Christophe de Raincourt né en 1601 dans une famille noble du bailliage d'Amont. Son père Étienne de Raincourt[1], est capitaine d'une compagnie d'infanterie et gouverneur du château de Châtelneuf-en-Venne. Sa mère Jeanne-Baptiste, est la fille de Pierre Tanchard, seigneur de Bremondans. Le fief principal de cette famille est situé à Raincourt dans l'actuelle Haute-Saône. On ne connait pas ses premières années. Il se marie en 1623 avec Barbe de Maisières[2].
Il est capitaine de deux cents fantassins en 1631, puis tient garnison à l'Isle-sur-le-Doubs en 1635 pour surveiller les troupes françaises de Montbéliard. Appelé à Dole en 1636, le siège de la ville par les Français, l'empêche d'y pénétrer. Il se rend à Ounans d'où on le charge de lever un régiment d'infanterie. Le 16 juillet il tente une introduction de troupes et munitions dans Dole par la forêt de Chaux et le gué du Temple mais l'alarme ayant été donnée, il doit rebrousser chemin[3]. Nommé mestre de camp le 12 août 1636, il assista à la levée du siège de Dole. Après cette victoire, Raincourt retourne avec son régiment à sa première mission dans les montagnes jurassiennes. Le 14 novembre 1636, il est nommé par le parlement, gouverneur militaire de la ville de Pesmes et reçoit l'ordre de détacher de son régiment, 400 hommes qui vont renforcer les garnisons de Gray et de Dole[4].
Le 7 février 1637, il prend part à l'offensive en Bresse sous les ordres de Gérard de Watteville et participe à la victoire de Savigny dont il devient peu après gouverneur[5]. Mais pour très peu de temps car les territoires conquis devront être rapidement abandonnés. En mars, il est à la tête de son régiment d'infanterie lors de la bataille de Cornod. Placé en réserve au nord du champ de bataille, il se distingue en couvrant brillamment la retraite de l'armée comtoise après sa déconvenue contre les Français[6]. En effet une aile ennemie se lançant à la poursuite des Comtois désorganisés et en fuite, il parvient à la stopper complètement au sud d'Arinthod. Il permet également à son chef, de Watteville, de reconstituer une armée à partir des débris rassemblés après la bataille.
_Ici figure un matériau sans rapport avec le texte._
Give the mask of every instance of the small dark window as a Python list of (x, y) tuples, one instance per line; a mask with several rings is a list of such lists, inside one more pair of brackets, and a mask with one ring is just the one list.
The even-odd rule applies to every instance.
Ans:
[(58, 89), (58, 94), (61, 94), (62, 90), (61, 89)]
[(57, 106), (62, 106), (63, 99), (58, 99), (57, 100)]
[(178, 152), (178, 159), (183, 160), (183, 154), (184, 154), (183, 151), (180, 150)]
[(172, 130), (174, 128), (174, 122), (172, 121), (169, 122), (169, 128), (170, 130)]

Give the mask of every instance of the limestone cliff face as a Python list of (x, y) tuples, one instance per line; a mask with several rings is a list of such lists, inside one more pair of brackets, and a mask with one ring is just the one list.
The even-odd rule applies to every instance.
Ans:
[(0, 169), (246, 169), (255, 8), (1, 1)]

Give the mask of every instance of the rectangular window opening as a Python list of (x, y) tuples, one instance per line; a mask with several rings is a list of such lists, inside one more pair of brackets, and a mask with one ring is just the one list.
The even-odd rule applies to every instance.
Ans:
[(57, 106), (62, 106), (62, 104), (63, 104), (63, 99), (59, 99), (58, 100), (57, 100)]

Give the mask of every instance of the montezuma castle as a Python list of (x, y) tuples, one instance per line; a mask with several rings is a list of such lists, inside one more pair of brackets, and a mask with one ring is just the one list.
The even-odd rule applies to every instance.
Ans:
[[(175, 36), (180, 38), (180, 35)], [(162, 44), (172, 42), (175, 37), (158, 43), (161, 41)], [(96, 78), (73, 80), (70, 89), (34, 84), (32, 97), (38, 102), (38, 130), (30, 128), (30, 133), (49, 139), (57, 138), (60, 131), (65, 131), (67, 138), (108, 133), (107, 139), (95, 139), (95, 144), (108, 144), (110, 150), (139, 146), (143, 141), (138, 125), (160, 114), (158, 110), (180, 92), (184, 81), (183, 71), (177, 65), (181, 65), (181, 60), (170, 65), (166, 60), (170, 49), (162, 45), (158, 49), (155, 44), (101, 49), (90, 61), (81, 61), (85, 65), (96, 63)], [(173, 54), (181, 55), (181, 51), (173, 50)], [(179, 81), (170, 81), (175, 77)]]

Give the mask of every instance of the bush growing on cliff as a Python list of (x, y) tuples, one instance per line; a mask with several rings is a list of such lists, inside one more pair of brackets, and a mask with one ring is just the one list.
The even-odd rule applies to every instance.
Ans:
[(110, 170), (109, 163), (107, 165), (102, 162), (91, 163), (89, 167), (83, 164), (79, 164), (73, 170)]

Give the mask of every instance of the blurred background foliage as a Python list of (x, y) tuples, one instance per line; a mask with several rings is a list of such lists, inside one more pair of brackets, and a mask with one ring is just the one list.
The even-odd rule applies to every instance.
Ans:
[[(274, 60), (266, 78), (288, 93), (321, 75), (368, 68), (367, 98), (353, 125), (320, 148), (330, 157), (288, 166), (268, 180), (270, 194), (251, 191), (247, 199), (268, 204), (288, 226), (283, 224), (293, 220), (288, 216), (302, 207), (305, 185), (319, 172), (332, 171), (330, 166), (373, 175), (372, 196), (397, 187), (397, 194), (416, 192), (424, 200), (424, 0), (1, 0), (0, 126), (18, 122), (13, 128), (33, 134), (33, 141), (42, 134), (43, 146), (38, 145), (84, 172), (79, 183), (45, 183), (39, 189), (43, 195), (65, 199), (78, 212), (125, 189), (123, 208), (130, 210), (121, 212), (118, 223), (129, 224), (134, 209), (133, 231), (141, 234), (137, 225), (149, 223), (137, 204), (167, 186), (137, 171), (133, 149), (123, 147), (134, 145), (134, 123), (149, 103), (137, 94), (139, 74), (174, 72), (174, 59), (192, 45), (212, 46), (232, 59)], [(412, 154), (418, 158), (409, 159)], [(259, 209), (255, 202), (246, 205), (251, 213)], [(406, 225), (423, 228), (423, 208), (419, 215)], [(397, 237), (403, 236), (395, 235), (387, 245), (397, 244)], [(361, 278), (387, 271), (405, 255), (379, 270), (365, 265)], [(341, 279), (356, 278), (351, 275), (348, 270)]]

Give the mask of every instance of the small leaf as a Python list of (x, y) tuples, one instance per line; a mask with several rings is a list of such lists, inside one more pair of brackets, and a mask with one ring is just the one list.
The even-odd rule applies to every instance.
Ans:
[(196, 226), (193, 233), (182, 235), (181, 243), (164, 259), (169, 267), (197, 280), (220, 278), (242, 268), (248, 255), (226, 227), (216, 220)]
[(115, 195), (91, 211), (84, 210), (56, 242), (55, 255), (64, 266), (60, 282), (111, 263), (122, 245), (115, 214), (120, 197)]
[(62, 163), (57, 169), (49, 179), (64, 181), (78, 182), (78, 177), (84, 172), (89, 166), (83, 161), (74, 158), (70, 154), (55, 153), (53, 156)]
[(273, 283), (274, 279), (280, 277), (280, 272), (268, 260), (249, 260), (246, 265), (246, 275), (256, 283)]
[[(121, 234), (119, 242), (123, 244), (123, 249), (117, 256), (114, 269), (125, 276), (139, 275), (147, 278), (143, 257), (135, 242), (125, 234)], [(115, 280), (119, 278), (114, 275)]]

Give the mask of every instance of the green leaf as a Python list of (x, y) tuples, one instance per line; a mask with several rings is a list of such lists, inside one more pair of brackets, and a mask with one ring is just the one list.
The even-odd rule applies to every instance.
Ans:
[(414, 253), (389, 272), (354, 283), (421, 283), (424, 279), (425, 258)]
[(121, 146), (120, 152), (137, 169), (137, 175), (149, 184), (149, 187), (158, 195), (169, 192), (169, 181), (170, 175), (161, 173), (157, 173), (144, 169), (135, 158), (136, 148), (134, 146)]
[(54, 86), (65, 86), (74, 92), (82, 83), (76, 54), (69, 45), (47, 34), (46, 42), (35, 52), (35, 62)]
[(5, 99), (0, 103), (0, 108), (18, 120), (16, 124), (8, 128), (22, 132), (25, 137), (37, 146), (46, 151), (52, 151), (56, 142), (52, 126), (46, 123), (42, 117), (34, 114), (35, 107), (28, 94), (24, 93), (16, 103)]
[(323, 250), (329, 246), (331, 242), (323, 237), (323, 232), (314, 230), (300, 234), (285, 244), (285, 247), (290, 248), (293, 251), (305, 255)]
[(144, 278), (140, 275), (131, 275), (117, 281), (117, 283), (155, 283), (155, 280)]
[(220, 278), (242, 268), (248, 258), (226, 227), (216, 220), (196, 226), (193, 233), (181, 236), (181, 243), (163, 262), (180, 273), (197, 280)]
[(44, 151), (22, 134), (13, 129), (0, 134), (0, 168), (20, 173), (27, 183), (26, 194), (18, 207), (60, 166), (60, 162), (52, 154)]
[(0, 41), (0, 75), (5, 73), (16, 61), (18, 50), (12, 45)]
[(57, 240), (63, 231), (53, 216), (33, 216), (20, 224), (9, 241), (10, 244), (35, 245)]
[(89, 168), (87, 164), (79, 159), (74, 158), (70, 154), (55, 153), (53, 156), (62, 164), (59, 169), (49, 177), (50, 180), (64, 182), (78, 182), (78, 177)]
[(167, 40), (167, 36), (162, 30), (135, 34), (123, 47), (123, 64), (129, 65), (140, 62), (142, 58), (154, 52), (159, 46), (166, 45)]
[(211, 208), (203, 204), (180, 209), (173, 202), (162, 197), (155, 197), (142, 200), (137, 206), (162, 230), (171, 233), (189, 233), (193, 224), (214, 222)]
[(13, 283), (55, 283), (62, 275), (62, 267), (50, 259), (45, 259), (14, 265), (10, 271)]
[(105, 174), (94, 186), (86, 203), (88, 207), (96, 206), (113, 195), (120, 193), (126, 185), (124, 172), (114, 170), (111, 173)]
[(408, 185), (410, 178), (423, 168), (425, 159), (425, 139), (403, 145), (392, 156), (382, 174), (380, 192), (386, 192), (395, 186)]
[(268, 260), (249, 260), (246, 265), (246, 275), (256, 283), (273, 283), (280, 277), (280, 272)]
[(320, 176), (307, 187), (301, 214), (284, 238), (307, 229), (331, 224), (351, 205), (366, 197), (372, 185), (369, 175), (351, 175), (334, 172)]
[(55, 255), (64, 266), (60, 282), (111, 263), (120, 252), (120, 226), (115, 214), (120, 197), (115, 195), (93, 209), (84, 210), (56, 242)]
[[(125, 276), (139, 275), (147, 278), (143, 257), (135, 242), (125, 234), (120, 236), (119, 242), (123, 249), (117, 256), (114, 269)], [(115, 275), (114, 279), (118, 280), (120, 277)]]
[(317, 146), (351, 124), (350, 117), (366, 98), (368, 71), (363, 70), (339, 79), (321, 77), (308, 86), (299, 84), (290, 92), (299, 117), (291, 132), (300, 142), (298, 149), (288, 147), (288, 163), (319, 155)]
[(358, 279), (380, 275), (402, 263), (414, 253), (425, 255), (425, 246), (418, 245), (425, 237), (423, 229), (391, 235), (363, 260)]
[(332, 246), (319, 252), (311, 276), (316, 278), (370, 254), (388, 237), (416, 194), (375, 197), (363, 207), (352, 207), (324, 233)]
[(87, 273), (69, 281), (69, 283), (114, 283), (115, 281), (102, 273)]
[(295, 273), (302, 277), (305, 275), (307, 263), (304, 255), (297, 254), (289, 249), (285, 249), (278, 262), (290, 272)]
Son régiment participe ensuite, mais sans intervenir directement sur le champ de bataille, à la bataille de Sainte-Agnès[6]. Le 17 mars, il est nommé gouverneur de la ville de Lons-le-Saunier[7] qu'il défend avec héroïsme lors du siège en juin et juillet 1637, ne capitulant qu'au bout d'un mois à court de vivres et de munitions[8].
Fait prisonnier, il est conduit par les Français avec les survivants de son régiment jusqu'à la citadelle de Chalon[3], puis revient en Comté où il combat notamment Bernard de Saxe-Weymar. Il fait son testament à Besançon le 12 février 1638. Envoyé en poste dans le Milanais, il prend une part glorieuse à la prise de Breme et à celle de Verceil, mais fut tué devant cette ville par un coup d'arquebuse en juin 1638[9].
Christophe de Raincourt avait la confiance et l'estime du parlement de Dole et était considéré par lui comme un officier de grande valeur[8].
Il avait un lien de parenté avec l'intendant des armées et historien franc-comtois Jean Girardot de Nozeroy.